Amazing 1966 Amphicar Model 770.

Is the Tuscan Speed 6 the best-looking modern TVR?

Impressive carbon'd, Vauxhall 16-Valve powered 70s Mini.

Could you go back to the future in this DeLorean DMC-12?

Impressive, imposing Lamborghini 400 GT.

The Citroen Traction Avant was the world's first front-wheel drive steel monocoque production car.

This is one of only three right-hand drive ISO GRIFO's produced out of a production run of just 17.

The Jaguar D-Type was a factory-built race car, its most ground-breaking innovation was the introduction of a monocoque chassis.

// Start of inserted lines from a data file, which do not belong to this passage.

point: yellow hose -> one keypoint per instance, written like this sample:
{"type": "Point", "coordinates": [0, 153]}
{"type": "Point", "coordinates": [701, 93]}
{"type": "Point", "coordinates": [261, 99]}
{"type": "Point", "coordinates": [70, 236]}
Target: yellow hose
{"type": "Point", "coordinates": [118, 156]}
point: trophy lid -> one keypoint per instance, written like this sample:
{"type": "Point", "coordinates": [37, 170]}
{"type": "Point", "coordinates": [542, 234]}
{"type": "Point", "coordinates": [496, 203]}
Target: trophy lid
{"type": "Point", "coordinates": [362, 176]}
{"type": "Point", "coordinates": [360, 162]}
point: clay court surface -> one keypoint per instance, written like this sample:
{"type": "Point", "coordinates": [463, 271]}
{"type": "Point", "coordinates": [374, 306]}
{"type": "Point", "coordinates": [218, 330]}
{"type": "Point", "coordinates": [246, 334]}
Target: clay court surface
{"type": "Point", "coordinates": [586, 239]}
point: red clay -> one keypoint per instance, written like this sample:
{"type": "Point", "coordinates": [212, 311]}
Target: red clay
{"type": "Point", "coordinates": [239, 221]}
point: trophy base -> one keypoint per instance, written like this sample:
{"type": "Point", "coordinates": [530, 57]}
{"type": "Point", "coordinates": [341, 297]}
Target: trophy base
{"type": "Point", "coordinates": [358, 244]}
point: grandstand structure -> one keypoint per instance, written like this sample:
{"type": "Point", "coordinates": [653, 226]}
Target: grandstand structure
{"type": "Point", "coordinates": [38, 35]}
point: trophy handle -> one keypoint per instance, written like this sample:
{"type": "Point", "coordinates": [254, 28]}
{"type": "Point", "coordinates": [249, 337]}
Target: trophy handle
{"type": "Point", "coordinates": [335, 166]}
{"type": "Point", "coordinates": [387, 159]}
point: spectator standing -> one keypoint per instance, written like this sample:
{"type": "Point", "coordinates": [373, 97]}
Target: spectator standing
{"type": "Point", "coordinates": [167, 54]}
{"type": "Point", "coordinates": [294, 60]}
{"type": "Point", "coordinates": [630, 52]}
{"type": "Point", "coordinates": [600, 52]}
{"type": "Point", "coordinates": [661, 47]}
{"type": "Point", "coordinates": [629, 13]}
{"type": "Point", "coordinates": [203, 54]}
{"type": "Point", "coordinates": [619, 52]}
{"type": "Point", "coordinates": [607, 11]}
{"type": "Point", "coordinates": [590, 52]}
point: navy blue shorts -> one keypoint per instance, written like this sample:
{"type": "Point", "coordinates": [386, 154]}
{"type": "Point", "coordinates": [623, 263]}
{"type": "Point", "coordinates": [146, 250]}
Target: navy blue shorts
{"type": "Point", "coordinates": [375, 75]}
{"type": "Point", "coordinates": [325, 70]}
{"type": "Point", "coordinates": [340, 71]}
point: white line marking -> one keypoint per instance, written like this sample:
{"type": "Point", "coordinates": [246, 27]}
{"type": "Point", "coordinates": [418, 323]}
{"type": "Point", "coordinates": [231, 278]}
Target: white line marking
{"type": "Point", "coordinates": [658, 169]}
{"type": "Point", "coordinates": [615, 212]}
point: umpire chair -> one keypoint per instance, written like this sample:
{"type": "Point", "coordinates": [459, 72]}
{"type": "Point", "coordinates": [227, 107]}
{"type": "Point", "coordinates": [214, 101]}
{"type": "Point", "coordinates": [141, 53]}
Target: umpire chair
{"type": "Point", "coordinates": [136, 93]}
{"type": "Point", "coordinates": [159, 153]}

The elegant Lotus Elite was an ultra-light two-seater coupe, produced from 1958 to 1963.

There can't be many 1983 Alfa Romeo Giulietta's that haven't sadly rotted away.

Impressive attention to detail with this Vauxhall PA Cresta mated to modern Jaguar XJR mechanicals.

Proper American Ford Hot-Rod.

Subtly modified, Vauxhall-powered, Ford Escort MK1 looked cool.

The original BMW Isetta bubble car, seen off by the Mini in the 60s.

Rear-engined Renault Caravelle is a rare sight.

The legendary Ferrari F40, one of the first proper supercars.

Real or fake? I couldn't tell, but this rally look-alike Lancia Stratos really looked the part.

This Dodge Charger is a perfect example of 70s American muscle car.

Fancy a Vauxhall that's capable of 176mph? Well, what you need is this four-seater Lotus Carlton.

Love this original MK1 Lotus Cortina, it was one of many collaborations Ford made with the race car manufacturer.

Here's a slice of 70s wedge in the form of this early Triumph TR7.

The 356 was Porsche's first production car and worth serious money these days.

The best-known of James Bond's company cars, the Aston Martin DB5.

Love the square styling of this 60s Lancia Fulvia.

Another sports car legend from Honda? The 80s CRX 1.6 16v has got to be a classic in the making.

Top Gear aren't the only people to like the distinctive GT styling of the Jensen Interceptor.